One reason for the lack in mechanical strength of a hydrogel is its solution-like nature and heterogeneous structure, stress always concentrated around the shortest chain when force is applied, leading to a failure of the sample at a very low force. Many efforts have been made to improve the mechanical properties of hydrogels.3–6 For instance, double network hydrogels have been demonstrated to achieve high mechanical strength and high mechanical toughness.7–13 The double network hydrogel consists of two polymer networks with contrasting physical properties: a densely crosslinked strong polyelectrolyte (rigid and brittle skeleton) network in low concentrations and a sparsely crosslinked neutral polymer (soft and ductile substance) networks in high concentration. Extensive experimental and theoretical studies have shown that the toughening of the double network gel is based on a local yielding mechanism. The rigid brittle polyelectrolyte serves as a “sacrificial bond” during fracture.10

Cartilage is a type of connective tissue with a tough, flexible matrix made primarily of collagen and other proteins.14 The poor healing potential of articular cartilage has been a well-known concern in orthopedic surgery. Tissue engineering has emerge from the use of biomaterials which replace small area of damaged tissues to three-dimensional matrices which can act as cell carries as well as signal provides for regeneration.2,15 Scaffolds represent one of the key components for tissue engineering approach.16 Numerous biomaterials have been investigated as scaffolds for cartilage repair, including natural and synthetic materials. Scaffolds formed from proteins are particularly suited for tissue engineering as they comprise the structural basis for extracellular matrices of tissues. Moreover, in protein scaffolds, cell adhesion molecules (integrins) can directly bind to the scaffold material. Fibrous protein (collagens, silks) in particular are attractive, due to their architectural features and impressive mechanical properties. Amongst these, collagen and gelatin are widely used due to their chemical and structural similarity to cartilage.17–20 However, as most natural polymeric materials, gelatin scaffold lacks mechanical properties and shows rapid degradation in vivo. Extensive research has focused on mixtures of gelatin with other biological materials for a composite with improved mechanical properties and stability.

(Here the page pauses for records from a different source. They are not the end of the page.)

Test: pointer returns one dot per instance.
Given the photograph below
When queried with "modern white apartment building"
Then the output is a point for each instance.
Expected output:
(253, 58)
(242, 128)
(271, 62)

Cellulose-based scaffold is also attractive for cartilage tissue engineering.21 Cellulose is a large, linear-chain polymer with an abundance of hydroxyl groups, good biocompatibility, and unique physicochemical properties. It is known that natural plant fibers have a complex hierarchical structure. A single plant fiber (usually 100–200 μm in width) is actually a bundle of fibrils. One fibril is composed of many microfibrils, and one microfibril is composed of hundreds and thousands of cellulose chains. Natural fibers can be processed in different ways to yield reinforcing elements with different mechanical properties. If the diameter of cellulose fibrils is decreased to submicro- or nanoscale, it shows extraordinary reinforcing effect.22,23 Various nanocellulose such as microfibrillated cellulose,24–26 bacterial cellulose (BC)27–30 and their derivatives31–34 have been investigated. Especially, microfibrillated cellulose (MFC) with large aspect ratio and web-like structure has recently attracted a lot of interest due to its super properties, such as high mechanical properties, high expanded surface area, very high aspect ratio and light weight.23,35 Furthermore, the many free reactive hydroxyl groups exposed at the nanocellulose surface can be employed for various chemical modification and functionality to the material, through chemical derivatization or post-functionalization. Chang et al. proposed the method of using transglutaminase, genipin and EDC as the crosslinking agents to prepare the bacterial cellulose/gelatin composite to enhance its physical properties.36 Gao et al. reported the immobilization of gelatin onto bacterial cellulose without utilization of any crosslinking agent.34

In this paper, we present a method to synthesize a unique high mechanical strength dialdehyde microfibrillated cellulose (DAMFC)/gelatin composite hydrogel in which DAMFC containing network structure acts as both a reinforcing agent and a crosslinking agent. In detail, MFC with fine three-dimensional network structure was prepared by high pressure homogenization. DAMFC retaining the fine network structure was obtained from MFC by surface oxidation by periodate. Blending DAMFC with gelatin, the aldehyde groups of DAMFC reacted with the free amine groups of gelatin through Schiff's base and a giant network was therefore formed. The mechanical properties, morphology, and swelling behavior of the DAMFC/gelatin hydrogel were systematically investigated. The present work shows that, by forming a giant network structure, biomass-based hydrogels with dramatically enhanced mechanical strength could be obtained. The giant network is different from the double network or fiber reinforced hydrogel. This work may provide a new method to prepare high mechanical property hydrogel.

Experimental

Materials

Microcrystalline cellulose (MCC) was supplied by Xufu Tianli Pharmaceutical Dressing Co., China. Gelatin (Bloom 240) was from Aladdin. Other chemical agents were analytically pure.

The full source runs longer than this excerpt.